Réécrivez-vous un peu les personnages une fois que le casting est validé ?
On réécrit toujours un peu. En fait, pour Jacques, depuis De battre mon cœur s’est arrêté (2005), je regarde les rushes et cela me permet de réécrire et d’ajuster. Sur Les frères Sisters, on l’a souvent fait. On était beaucoup dans la nature donc on pouvait reprendre des scènes et en écrire facilement de nouvelles. D’habitude, quand vous avez épuisé un décor et que vous en êtes partis, vous ne pouvez plus rien faire. Là, il suffisait de chevaucher un peu plus loin. On a donc beaucoup réécrit pendant le tournage pour trouver de nouvelles situations. Avec Jacques, on a aussi le « Cahier B ». B comme Bidegain. (Il sourit) Ce sont des scènes en plus. Elles viennent de répétitions, d’anciennes versions du scénario. Si on les met dans le scénario, elles ralentissent la lecture, ce qu’on ne veut pas. En revanche, on est très content de les avoir au montage. C’est un réservoir de scènes en plus. En fonction de là où va le film ou de la façon dont les acteurs interprètent leur rôle, on pioche dans ce Cahier B. Parfois, on prend juste quelques répliques ou on ajoute une scène, parfois on change les dialogues d’une situation. Le but est de pouvoir s’adapter et conserver la vie pendant le tournage, de pouvoir incorporer au film les accidents ou les changements survenus sur un tournage.

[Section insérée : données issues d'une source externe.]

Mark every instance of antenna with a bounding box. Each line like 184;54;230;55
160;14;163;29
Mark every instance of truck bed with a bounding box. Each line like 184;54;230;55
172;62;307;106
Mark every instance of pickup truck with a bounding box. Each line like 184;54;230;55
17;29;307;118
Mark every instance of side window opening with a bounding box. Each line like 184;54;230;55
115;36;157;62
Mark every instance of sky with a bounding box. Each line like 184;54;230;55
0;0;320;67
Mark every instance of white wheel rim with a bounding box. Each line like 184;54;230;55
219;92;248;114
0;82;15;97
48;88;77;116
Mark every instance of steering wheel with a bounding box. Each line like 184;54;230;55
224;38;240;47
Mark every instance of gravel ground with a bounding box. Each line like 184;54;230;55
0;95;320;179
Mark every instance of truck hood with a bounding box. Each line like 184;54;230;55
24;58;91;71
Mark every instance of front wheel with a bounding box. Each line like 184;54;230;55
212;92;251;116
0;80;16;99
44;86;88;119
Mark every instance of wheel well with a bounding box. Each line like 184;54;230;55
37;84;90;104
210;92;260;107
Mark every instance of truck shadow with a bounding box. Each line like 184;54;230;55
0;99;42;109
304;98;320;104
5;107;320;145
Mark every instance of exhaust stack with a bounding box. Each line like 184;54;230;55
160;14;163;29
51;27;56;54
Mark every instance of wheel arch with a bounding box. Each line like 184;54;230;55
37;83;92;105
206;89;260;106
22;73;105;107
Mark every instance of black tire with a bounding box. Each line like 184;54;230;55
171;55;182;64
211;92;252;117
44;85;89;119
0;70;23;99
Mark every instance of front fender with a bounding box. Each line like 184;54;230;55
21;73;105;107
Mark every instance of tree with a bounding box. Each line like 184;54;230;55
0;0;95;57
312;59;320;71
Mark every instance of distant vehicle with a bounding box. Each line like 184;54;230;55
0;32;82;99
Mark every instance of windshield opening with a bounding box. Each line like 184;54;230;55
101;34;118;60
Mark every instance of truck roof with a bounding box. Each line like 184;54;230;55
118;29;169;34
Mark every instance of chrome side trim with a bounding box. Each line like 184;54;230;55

Faut-il des incontournables dans un projet pour que vous acceptiez d’y participer ?
Oui, bien sûr. Je me pose toujours les mêmes questions : « Est-ce que je l’ai déjà vu ? » « Qu’est-ce que ça me raconte du monde ? » « Est-ce que ça produit des images ? » Si je coche les trois cases, je peux commencer à réfléchir.
Quelle est la première nécessité, selon vous, pour réussir une adaptation ?
Il faut s’éloigner du livre. Il faut écrire une première adaptation du livre et ensuite adapter ce qu’on a écrit pour arriver à un film. A un moment, il faut arrêter de lire le livre. Par exemple, la notion d’utopie n’est pas dans le livre Les frères Sisters. Mais si vous enlevez l’utopie de l’histoire, les personnages ne vont parler que d’or, comme dans un western, ils ne vont parler que d’argent comme dans Le trésor de la Sierra Madre, et ce ne sera plus qu’une motivation. Alors que si l’or sert à quelque chose d’autre, on parle d’une idée et on a alors un film qui parle d’un type qui poursuit un type qui poursuit un type qui poursuit un rêve.
Ce film est aussi très riche en dialogues.
Le livre est réellement un livre de dialogues. C’est vraiment une longue conversation entre les deux frères, Eli (John C. Reilly) et Charlie (Joaquin Phoenix), une sorte de récit picaresque avec de nombreuses rencontres. Il doit y avoir un cinquième des rencontres du livre dans le film. On a écrit tellement de versions, on a pris tant de bouts du livre qui sont devenus d’autres choses par la suite. C’est un roman de rencontres et de deux frères qui discutent. Les deux autres personnages principaux du film, Warm (Riz Ahmed) et Morris (Jake Gyllenhaal), existent dans le livre mais ils sont plus caricaturaux et moins importants. On s’est rendu compte qu’on avait besoin d’un conflit entre deux couples, les frères Sisters d’un côté et Warm et Morris de l’autre, sinon le film devenait une errance et on perdait le côté de la chasse qui lui donne un rythme.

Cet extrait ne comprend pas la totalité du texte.